I am compiling a program using make and want the output of make to be written to a file. I have tried using > operator like

make > build_log.txt

and using tee command like

make | tee build_log.txt

but the problem is that some of the ouput goes into the file but rest keeps appearing on the screen.

I can simply copy/paste the text from terminal into a file after running make but that is not a solution.

So my question is how do I save i.e redirect all the output to file so that it goes into file only without appearing on screen.

1 Answer 1


The text that is displayed in the terminal comes from the stderr stream (2). If you do just make > build_log.txt, only the stdout (1) stream is redirected to the build_log.txt file.

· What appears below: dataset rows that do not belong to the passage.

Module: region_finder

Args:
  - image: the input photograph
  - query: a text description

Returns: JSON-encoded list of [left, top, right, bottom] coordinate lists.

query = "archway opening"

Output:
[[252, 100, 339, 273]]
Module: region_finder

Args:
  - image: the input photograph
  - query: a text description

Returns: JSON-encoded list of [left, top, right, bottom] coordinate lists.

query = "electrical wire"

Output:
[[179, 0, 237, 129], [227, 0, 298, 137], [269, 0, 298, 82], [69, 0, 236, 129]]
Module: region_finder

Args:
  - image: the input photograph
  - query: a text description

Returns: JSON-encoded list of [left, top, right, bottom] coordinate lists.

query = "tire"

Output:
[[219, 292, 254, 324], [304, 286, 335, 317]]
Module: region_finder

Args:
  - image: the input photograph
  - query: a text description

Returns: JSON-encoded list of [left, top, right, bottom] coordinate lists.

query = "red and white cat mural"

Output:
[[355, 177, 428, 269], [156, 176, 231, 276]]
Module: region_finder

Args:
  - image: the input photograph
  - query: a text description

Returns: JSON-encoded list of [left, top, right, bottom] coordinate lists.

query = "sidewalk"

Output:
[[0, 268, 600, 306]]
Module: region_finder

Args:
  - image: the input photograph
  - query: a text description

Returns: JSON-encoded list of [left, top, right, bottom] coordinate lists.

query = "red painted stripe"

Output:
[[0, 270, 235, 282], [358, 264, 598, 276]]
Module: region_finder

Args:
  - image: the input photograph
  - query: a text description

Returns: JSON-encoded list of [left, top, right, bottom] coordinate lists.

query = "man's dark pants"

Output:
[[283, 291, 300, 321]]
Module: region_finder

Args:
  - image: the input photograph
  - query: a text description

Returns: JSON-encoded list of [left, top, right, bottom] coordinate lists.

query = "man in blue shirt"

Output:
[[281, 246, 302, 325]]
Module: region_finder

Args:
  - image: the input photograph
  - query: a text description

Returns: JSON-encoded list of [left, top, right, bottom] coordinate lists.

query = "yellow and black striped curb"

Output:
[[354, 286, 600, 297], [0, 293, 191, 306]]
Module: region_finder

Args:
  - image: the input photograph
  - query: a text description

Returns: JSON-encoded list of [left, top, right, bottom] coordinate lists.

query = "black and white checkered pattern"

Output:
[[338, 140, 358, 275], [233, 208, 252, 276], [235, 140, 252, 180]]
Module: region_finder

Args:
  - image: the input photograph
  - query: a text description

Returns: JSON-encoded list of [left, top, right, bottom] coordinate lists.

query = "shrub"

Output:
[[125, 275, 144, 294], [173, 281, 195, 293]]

  • stdout is the standard output stream and has file descriptor number 1. This is the default stream being redirected in shells.
  • stderr is the standard error stream and has file descriptor number 2

To redirect the stderr stream to that build_log.txt file too, use:

make > build_log.txt 2>&1
  • make is executed and
    • the stdout stream is redirected (>) to build_log.txt
    • the stderr stream is redirected (2>) to the stdout stream (&1), which was redirected to build_log.txt

The order is important, you cannot switch switch the redirection operators like make 2>&1 > build_log.txt.

Alternative command:

make 2>&1 | tee build_log.txt > /dev/null

The redirection to /dev/null is needed to hide output, tee writes its input to build_log.txt and outputs it too.

  • can you plz explain '2>&1'. is 2 on commandline always going to mean error stream? and why is & used with 2 but not 1.
    – binW
    Commented Jun 16, 2011 at 12:08
  • @binW: I've updated it, is it more clear now?
    – Lekensteyn
    Commented Jun 16, 2011 at 12:16
  • only a small thing is unclear :( why use &1. If stdout is 1 then shouldnt 2>1 do the job instead of 2>&1. when is & used with stream number?
    – binW
    Commented Jun 16, 2011 at 12:21
  • 1
    2>1 would redirect the standard error stream to a file named 1, where 2>&1 redirects to the standard output stream. & makes the distinction between a file name and a file descriptor number.